The PRRI/RNS poll finds that 67 percent of evangelicals believe natural disasters are evidence of what the Bible calls the "end times" compared to 58 percent of all respondents who see it as evidence of global climate change. Among Republicans, 52 percent believe that natural disasters are evidence of the end times.
Daniel Cox, PRRI research director, said of the poll, "Evangelical Protestants and Republicans are much more likely to believe that natural disasters are evidence of what the Bible calls the 'end times' rather than evidence of global climate change."
A lesser but still significant portion of polled evangelicals – 52 percent – believe that global climate change caused the recent natural disasters.
The poll also finds that 53 percent of white evangelicals believe that God punishes nations for the sins of its citizens.
Last year, televangelist Pat Robertson had exclaimed that Haiti's earthquake was a curse for its voodoo history.
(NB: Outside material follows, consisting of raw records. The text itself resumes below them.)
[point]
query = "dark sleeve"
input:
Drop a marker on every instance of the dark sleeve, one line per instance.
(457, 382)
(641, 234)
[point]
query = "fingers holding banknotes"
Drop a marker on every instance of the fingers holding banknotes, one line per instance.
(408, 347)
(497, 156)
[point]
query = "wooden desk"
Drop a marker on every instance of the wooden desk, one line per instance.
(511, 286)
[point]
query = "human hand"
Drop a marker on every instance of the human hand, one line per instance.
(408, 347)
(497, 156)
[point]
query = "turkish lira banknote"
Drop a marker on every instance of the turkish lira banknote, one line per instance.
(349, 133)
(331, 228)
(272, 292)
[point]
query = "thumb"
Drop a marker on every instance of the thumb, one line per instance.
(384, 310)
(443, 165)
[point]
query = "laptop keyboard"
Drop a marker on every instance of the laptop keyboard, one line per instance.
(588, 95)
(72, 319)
Robertson made similar remarks about the 2005 hurricane that devastated the Gulf Coast, linking the tragedy to abortion.
But no prominent evangelical leaders in America have publicly interpreted the recent tragedy in Japan as being punishment from God.
Americans are strongly supportive of financially helping Japan, according to the poll. More than eight in 10 respondents say that providing financial assistance to Japan is either very important or somewhat important despite economic challenges at home.
The PRRI/RNS poll is based on telephone interviews with 1,008 U.S. adults conducted March 17-20, 2011.